From a political perspective, the proper response to Glenn Beck in the past few weeks would have been to stand by Van Jones and Yosi Sergant.
[I realize both had become political liabilities, but not even one-tenth the extent a political liability that being seen to cave into a talk show host creates.]
Now that Beck is going after Valerie Jarrett, the proper political response would be (a) for the White House to ignore him and support Jarrett, while (b) sending out some heavy-hitting political surrogates to take him on.
Having White House officials directly challenging Beck on an official White House website does not debunk Beck, it elevates him.
Hell, at this point he appears to be getting more of Barack Obama's attention than General McChrystal in Afghanistan.
At the same time it diminishes the power of the Presidency.
Why? Because it says, in effect, This man has developed such a following that his lies now require the official attention of the government in lieu of real things we should be doing.

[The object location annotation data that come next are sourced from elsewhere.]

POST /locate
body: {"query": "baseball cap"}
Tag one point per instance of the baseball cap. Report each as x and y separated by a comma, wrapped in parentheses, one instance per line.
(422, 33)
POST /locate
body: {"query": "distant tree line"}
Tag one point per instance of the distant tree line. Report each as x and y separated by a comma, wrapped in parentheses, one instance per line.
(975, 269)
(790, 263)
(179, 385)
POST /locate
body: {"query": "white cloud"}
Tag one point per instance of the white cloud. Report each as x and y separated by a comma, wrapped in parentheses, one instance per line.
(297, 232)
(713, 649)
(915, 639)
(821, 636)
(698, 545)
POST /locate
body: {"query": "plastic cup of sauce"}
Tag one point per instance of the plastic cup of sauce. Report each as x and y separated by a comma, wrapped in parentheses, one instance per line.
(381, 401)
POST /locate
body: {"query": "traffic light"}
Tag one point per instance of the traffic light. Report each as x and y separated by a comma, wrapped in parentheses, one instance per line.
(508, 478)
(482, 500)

Since trust in government, from both ends of the political spectrum, is running pretty damn low, that gives Beck's followers the idea that he is striking a nerve, and--ironically--tells President Obama's supporters exactly the same thing.
The problem for the Obama administration is that what would have been the right move for a campaign--responding quickly--is the wrong move for a sitting president.
Glenn Beck is a sick-freak-fad that can only become a phenomenon with staying power if his enemies treat him like one.